Much of Bluemle’s day is spent creating partnerships, “trying to draw upon the expertise and resources of others so we’re not trying to do what we’re trying to do alone.”

Steve Gold, deputy secretary of human services, has known Bluemle since she came to Vermont. “He accused me at one time of being a capitalist in nonprofit clothing,” she quips.

Gold, whose past positions in state government include deputy secretary of administration and commissioner of corrections under Gov. James Douglas, and commissioner of employment and training in the last four years of the Dean administration, says he has “tremendous respect” for Bluemle.

“When I met her, I was the Welfare-to-Work Program director in what was then the Department of Social Welfare and had been working with Northern New England Tradeswomen,” says Gold.

“She’s tremendously patient and is completely committed to the mission of her organization. She also has a tremendous amount of what I would call ‘positive persistence.’ She doesn’t give up and doesn’t let go, but she is always constructive in her persistence.” Gold has become an “enthusiastic supporter” of the Rosie’s Girls summer camps.
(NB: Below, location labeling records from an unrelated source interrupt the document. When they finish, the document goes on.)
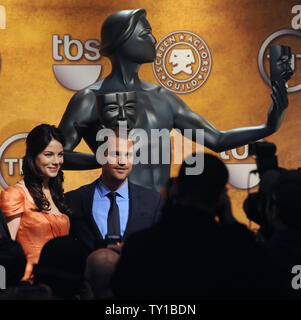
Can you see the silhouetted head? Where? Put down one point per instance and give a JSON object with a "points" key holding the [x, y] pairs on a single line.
{"points": [[100, 267], [62, 266], [13, 259], [285, 200], [206, 187], [129, 33]]}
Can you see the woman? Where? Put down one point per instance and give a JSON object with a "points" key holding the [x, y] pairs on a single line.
{"points": [[35, 207]]}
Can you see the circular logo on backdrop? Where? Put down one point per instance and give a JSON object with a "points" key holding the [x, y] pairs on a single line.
{"points": [[11, 155], [183, 62]]}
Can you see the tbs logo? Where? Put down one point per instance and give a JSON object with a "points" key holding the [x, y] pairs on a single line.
{"points": [[75, 76]]}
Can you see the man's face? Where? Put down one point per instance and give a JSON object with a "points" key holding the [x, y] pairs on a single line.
{"points": [[115, 107], [140, 47], [119, 159]]}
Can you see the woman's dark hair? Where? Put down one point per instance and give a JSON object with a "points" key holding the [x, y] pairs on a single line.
{"points": [[37, 140]]}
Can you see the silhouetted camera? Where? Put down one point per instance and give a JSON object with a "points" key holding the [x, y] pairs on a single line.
{"points": [[109, 240]]}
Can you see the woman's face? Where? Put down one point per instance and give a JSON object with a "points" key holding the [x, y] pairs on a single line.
{"points": [[50, 160]]}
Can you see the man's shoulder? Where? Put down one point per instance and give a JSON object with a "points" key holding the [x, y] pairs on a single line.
{"points": [[83, 189], [135, 188]]}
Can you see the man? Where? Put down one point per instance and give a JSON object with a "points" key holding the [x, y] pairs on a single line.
{"points": [[94, 206], [127, 40]]}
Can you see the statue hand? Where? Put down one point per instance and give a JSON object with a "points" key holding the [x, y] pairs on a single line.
{"points": [[279, 105]]}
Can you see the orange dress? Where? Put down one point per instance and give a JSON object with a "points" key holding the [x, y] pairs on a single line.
{"points": [[36, 228]]}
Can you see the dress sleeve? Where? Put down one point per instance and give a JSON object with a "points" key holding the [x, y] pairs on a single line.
{"points": [[12, 201]]}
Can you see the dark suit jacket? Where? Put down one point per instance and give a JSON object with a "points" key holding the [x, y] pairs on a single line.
{"points": [[145, 209]]}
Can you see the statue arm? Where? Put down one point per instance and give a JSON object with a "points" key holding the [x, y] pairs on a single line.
{"points": [[80, 113], [219, 141]]}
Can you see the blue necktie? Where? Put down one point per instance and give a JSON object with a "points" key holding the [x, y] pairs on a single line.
{"points": [[113, 216]]}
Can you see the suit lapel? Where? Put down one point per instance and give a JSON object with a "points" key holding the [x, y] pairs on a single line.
{"points": [[134, 208], [89, 195]]}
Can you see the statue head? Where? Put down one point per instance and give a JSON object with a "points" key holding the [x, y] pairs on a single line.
{"points": [[280, 67], [128, 33]]}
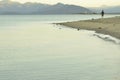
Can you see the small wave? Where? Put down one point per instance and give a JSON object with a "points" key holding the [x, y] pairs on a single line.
{"points": [[107, 38]]}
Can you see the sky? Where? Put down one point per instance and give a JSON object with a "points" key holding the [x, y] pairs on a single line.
{"points": [[85, 3]]}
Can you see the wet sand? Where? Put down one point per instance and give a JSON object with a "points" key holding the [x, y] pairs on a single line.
{"points": [[109, 26]]}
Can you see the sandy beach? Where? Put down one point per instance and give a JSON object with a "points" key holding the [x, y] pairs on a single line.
{"points": [[109, 26]]}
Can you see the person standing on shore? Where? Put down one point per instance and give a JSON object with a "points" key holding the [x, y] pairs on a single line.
{"points": [[102, 13]]}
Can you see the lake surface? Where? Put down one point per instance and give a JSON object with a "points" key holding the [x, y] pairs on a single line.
{"points": [[31, 48]]}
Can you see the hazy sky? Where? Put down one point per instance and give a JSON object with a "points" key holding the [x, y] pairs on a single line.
{"points": [[85, 3]]}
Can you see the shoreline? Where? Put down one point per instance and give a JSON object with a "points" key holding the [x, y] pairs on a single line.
{"points": [[108, 26]]}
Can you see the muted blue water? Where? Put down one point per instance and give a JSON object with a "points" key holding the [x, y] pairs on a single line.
{"points": [[31, 48]]}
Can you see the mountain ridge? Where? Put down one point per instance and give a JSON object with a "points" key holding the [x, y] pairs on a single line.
{"points": [[11, 7]]}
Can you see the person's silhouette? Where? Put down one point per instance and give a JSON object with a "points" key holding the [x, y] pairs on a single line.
{"points": [[102, 13]]}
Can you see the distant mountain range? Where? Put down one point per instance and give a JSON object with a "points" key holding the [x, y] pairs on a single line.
{"points": [[112, 9], [10, 7]]}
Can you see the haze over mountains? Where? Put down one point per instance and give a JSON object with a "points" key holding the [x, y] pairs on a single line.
{"points": [[10, 7], [107, 9]]}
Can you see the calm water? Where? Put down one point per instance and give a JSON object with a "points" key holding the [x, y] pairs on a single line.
{"points": [[33, 49]]}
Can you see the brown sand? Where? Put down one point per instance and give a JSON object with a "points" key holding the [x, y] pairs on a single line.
{"points": [[110, 26]]}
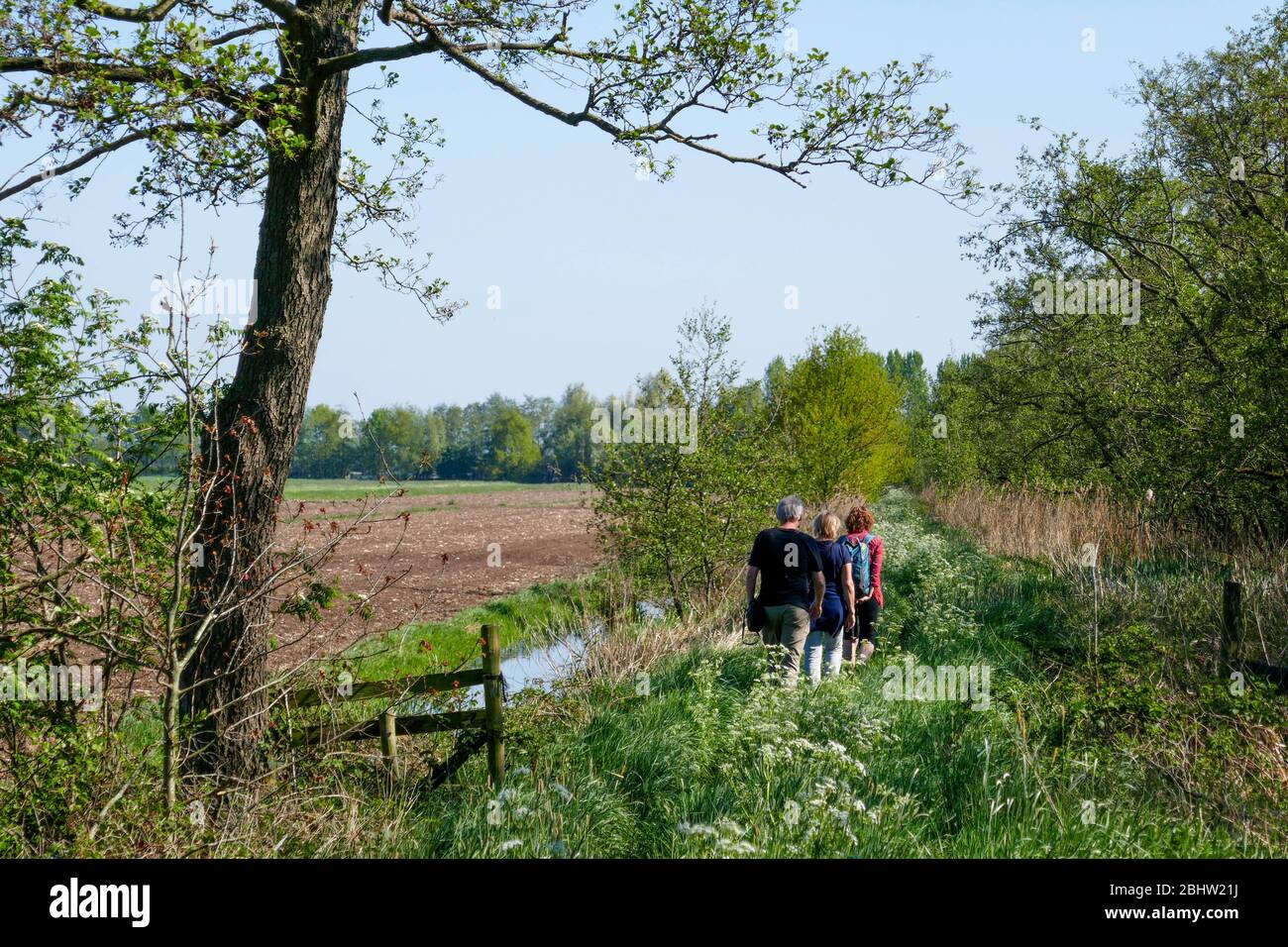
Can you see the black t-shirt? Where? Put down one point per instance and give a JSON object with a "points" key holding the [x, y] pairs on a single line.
{"points": [[787, 560]]}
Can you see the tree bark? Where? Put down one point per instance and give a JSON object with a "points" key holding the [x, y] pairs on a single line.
{"points": [[252, 433]]}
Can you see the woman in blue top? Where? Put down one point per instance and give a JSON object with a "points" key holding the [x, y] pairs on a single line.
{"points": [[824, 644]]}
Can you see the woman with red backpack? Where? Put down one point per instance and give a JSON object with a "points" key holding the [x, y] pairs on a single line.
{"points": [[866, 551]]}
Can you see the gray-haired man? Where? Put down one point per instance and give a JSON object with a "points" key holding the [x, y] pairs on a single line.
{"points": [[787, 562]]}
Rosie’s Girls was something Bluemle and Shayne had imagined some years before they came to Vermont, a program Bluemle believed would fit well with the organization’s goals. They had believewd for a long time there was a need to educate girls about the wide range of life choices available to them, she says.
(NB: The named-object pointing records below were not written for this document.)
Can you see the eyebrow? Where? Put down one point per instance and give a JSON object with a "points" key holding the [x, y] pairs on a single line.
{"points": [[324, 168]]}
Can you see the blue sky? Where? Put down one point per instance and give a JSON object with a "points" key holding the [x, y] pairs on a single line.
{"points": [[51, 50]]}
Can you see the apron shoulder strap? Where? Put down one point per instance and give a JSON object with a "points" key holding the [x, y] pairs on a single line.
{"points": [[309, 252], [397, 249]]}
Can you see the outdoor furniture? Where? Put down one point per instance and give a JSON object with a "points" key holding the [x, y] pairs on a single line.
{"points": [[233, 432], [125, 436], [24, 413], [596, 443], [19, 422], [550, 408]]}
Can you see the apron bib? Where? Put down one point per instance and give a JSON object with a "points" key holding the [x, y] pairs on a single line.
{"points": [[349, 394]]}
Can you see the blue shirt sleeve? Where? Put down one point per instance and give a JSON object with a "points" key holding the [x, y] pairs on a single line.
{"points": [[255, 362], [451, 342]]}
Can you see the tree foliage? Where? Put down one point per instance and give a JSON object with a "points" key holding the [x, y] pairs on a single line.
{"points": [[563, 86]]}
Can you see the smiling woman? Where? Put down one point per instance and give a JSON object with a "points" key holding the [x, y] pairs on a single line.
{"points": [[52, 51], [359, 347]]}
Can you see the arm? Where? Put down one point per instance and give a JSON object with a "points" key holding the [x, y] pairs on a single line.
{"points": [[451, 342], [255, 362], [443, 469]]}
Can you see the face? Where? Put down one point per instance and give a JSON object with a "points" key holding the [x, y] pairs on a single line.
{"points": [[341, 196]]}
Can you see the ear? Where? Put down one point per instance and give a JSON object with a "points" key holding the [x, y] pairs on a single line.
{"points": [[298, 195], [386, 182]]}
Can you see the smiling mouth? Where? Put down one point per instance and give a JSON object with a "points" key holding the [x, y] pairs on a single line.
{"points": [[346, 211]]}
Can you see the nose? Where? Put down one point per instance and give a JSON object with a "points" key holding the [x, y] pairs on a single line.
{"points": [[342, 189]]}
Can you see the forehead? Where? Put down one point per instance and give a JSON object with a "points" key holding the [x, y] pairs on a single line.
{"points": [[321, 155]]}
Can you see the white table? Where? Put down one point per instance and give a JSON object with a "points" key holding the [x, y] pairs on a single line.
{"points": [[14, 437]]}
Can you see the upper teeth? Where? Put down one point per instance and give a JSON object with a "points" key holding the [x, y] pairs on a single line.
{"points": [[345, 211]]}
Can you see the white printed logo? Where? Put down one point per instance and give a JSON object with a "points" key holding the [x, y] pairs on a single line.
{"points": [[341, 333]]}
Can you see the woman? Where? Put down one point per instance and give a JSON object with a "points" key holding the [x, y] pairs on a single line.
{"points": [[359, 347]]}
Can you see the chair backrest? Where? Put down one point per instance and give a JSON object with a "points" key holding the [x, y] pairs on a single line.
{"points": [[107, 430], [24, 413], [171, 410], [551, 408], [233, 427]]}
They developed the Women Can Do conference, which attracts as many as 400 girls from around the state to spend the day welding, doing computer engineering, hydraulic engineering, forensics. “The list of workshops is amazing,” says Bluemle. “It spans from heavy equipment operation to Internet engineering or website design to auto body repair.

“Whether that leads them to become engineers or carpenters or professors or journalists, I don’t care,” she adds. “The most important thing for all of us is to feel we’re contributing something, and that our work feeds some part of our soul.

“I know this sounds kind of starry-eyed, but we’re not just about making a paycheck. We’re also about the pride and the confidence and the joy that comes from doing something that really means something to you.”